開発課題名「高エネルギー分解能・高スループットの国産放射能測定検査装置」

放射線計測領域 実用化タイプ

開発実施期間 平成25年10月〜平成28年3月

チームリーダー :  竹内 宣博【(株)千代田テクノル 大洗研究所 常務取締役 大洗研究所長】
サブリーダー :  吉川 彰【東北大学 金属材料研究所 教授】
中核機関 :  (株)千代田テクノル
参画機関 :  東北大学、(株)C&A
T.開発の概要
 食品や焼却灰等の放射能を測定する検査装置には、エネルギー分解能・感度が低いNaI(Tl)シンチレータや測定時間が長いGe半導体等を用いた検出器がある。本課題では、エネルギー分解能・感度が高いSrI2(Eu)結晶を大型化・高品質化したものを搭載した測定時間の短い放射能測定装置を開発する。東北大学およびC&A社が独自開発の種結晶成長型ブリッジマン法を用いて、SrI2(Eu)結晶の大型化・高品質化の技術を確立し、封缶技術も含めて事業化する。

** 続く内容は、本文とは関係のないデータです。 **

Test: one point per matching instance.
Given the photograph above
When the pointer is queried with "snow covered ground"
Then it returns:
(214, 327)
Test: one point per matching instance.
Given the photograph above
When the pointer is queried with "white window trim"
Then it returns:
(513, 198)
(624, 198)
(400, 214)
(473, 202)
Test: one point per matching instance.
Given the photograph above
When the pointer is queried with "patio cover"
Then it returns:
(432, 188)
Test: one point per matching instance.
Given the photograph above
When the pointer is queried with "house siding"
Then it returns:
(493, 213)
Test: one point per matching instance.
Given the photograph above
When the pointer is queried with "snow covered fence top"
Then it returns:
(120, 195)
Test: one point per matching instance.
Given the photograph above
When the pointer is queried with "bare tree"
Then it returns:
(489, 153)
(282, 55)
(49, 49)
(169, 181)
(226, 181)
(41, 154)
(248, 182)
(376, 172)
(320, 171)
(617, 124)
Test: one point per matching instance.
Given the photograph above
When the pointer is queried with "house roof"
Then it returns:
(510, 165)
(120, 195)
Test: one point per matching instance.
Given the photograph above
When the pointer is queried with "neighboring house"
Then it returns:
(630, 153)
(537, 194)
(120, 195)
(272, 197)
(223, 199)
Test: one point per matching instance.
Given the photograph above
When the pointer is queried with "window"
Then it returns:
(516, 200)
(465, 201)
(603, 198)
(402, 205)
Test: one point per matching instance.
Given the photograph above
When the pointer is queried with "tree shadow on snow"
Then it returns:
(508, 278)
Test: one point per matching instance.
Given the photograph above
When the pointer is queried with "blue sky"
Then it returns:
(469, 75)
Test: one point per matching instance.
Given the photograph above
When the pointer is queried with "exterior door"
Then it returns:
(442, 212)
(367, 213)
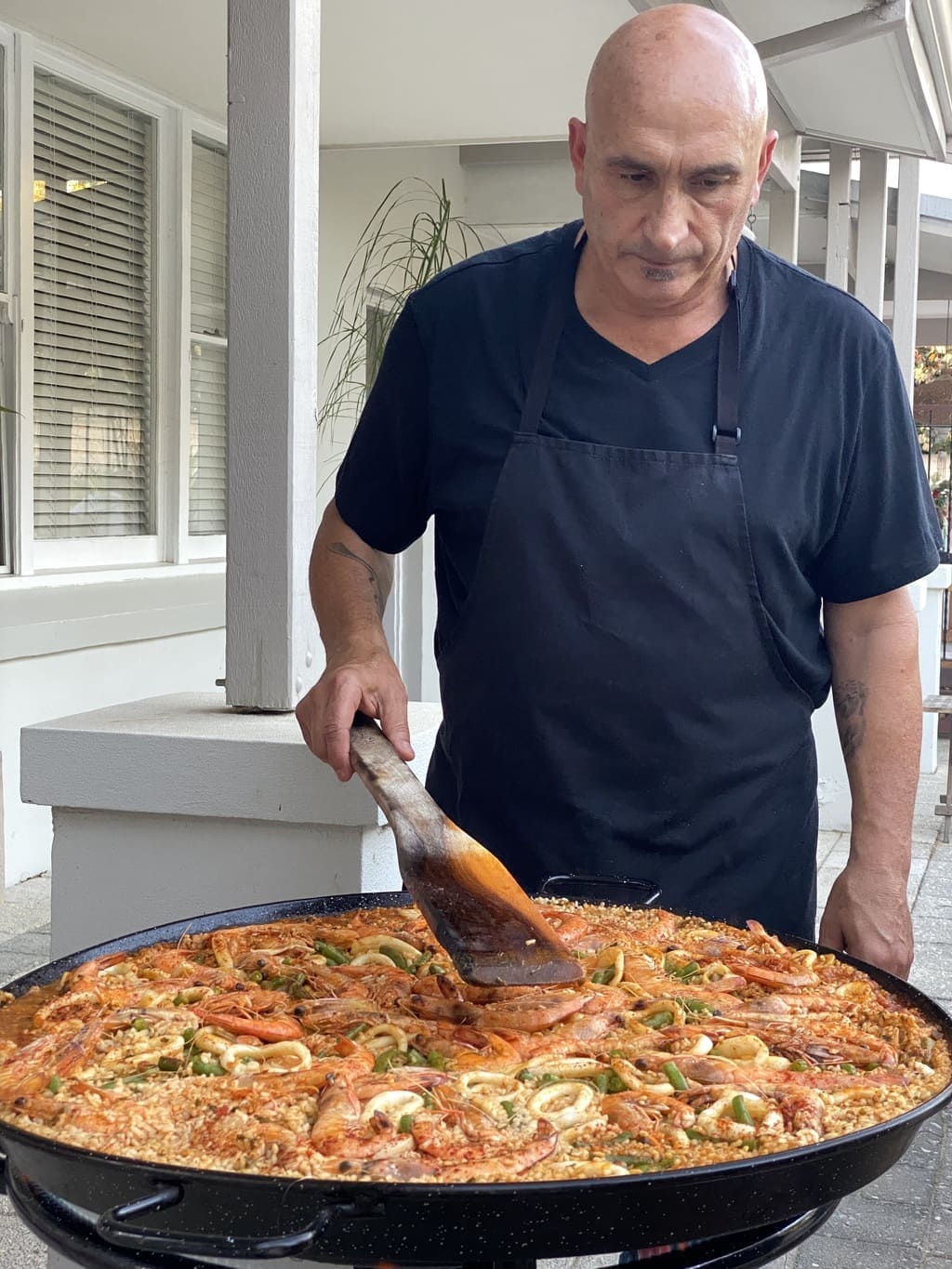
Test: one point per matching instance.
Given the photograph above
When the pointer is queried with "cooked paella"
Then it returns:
(348, 1047)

SrI2(Eu)搭載放射能測定装置の開発・校正方法の検討等を千代田テクノル社が行い、平成26年度中にプロトタイプ機器を作成し、平成27年度中に全数検査を高スループットで検査できる装置を製品化する。
U.開発項目
(1)原材料の最適化・結晶パッケージの最適化
 従来の原料の価格に対して、40 %程度以下まで価格を抑えることに成功した。また1インチ径でのエネルギー分解能(FWHM)は662 keVで3.8 %となり、目標を達成した。この結果、安定的に最終目標をクリアするエネルギー分解能を有する結晶育成、研磨、パッケージが可能になった。
(2)結晶の2インチ径量産化・結晶パッケージ量産化
 2インチ径のクラックフリーのSrI2(Eu)単結晶の育成に成功し、さらにクラックフリーの結晶の育成歩留りも70 %以上となった。加えて、エネルギー分解能(FWHM)は662 keVで3.8 %に達し、当初の目標であった4 %台以下を達成した。
(3)2インチ径結晶を用いた装置の開発・総合評価
 1.5インチ径SrI2(Eu)を搭載した試作機を用い、径試料容量1 Lのマリネリ容器に試料重量500 g(充填率:1.0)を入れ検出下限を求めたが、測定時間1000秒で10 Bq/kg以下を達成することはできなかった。しかし、鉛遮蔽を3 cm、2インチ径SrI2(Eu)を用いることで目標を達成できる見込みである。
(4)現地での実証試験
 SrI2(Eu)を用いた測定器の応用として、1インチ径SrI2(Eu)を用いた空間放射線測定機を製作し、福島で環境の放射線スペクトル測定を実施した。
V.評 価
 本開発は、放射線検出器及び測定・解析装置を全て純国産で製造するべく、従来普及されていない検出器を新たに開発して高性能かつ安価な放射線測定装置を市場に出すことを目的とした。原材料の最適化、独自の結晶育成法によるSrI2(Eu)の量産化、高性能シンチレータを用いた測定装置の開発と実用化など、多くの技術開発を行うとともに条件の最適化を実現し、ほぼ全ての項目にわたり最終目標を達成した。その結果、本装置にかかわる全ての要素技術と機器を国産化したことの意義は極めて重要であり、高く評価できる。また、得られたシンチレータ技術については、今後原子力防災などセキュリティ対策向けへの展開も期待できる。
 本開発は当初の開発目標を達成し、本事業の趣旨に相応しい成果が得られたと評価する[A]。